Chromosome-length haplotype determination from Hi-C and external reference panels
refLinker resolves complete chromosomal haplotypes using Hi-C data and statistical phasing methods. For detailed installation instructions, see https://github.com/rwtourdot/mlinker.
refLinker performs haplotype refinement on an initial haplotype "guess," here, the statistical phasing haplotype generated by EAGLE2 (https://alkesgroup.broadinstitute.org/Eagle/).

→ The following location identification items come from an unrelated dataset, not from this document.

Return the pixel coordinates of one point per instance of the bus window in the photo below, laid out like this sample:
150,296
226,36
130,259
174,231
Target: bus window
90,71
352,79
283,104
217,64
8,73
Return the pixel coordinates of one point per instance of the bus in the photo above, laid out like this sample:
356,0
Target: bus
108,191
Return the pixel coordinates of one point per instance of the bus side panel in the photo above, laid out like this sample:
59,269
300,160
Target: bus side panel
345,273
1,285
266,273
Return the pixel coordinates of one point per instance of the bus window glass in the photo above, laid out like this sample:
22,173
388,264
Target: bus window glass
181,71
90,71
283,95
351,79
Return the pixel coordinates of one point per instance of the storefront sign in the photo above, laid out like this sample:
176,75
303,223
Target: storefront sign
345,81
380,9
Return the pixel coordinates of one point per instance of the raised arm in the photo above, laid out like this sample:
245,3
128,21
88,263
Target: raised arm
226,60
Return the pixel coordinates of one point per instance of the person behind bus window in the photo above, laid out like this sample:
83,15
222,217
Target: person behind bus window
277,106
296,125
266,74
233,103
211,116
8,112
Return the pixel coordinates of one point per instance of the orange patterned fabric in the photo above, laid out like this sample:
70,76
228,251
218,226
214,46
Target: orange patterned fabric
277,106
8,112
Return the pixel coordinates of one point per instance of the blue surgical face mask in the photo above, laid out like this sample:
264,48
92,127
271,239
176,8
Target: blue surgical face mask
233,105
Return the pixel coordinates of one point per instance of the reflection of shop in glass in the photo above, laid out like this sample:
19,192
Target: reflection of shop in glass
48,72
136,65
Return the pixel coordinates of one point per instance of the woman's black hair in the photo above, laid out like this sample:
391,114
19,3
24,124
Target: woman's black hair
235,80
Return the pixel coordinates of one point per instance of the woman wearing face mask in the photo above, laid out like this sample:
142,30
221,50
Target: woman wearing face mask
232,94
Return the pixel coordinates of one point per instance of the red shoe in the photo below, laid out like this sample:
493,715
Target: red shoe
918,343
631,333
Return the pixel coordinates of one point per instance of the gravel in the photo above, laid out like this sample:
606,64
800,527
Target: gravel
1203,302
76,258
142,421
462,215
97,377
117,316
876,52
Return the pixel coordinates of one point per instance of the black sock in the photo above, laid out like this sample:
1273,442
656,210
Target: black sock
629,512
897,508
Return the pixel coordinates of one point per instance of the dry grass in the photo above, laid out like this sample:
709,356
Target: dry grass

Starting from a statistical phasing haplotype, {statistical haplotype}.vcf.gz
and aligned Hi-C reads, {Hi-C reads}.bam
, extracts Hi-C links between variant genotypes for a single chromosome with the following command:
linker extract -v {statistical haplotype}.vcf.gz -i {Hi-C reads}.bam -n {sample name} -e hic -c {chrom}
This generates map from reads to variants, written to the file graph_variant_{sample name}_{chrom}.dat
Chromosome-length haplotype inference is then performed using the reads-to-variants map and statistical phasing haplotype with the following command:
linker pop -v {statistical haplotype}.vcf.gz -g graph_variant_{sample name}_{chrom}.dat -c {chrom} -e -10.0 -p 0.999
Where the arguments -e
and -p
specify the block-flipping penalty and linkage pruning cut-offs respectively. reflinker pop
writes whole-chromosome haplotype to the file pop_hap_solution_{sample name}_{chrom}.dat
, where column 1 corresponds to variant position, column 4 corresponds to refLinker haplotype, and column 5 corresponds to the initial (e.g. EAGLE2) haplotype assignment.
The python script eagle2_recover.py
calculates the haplotype linkage between common, unlinked variants omitted from the refLinker Hi-C scaffold, based on their EAGLE2 linkage to the closest linked variant within 5 kb.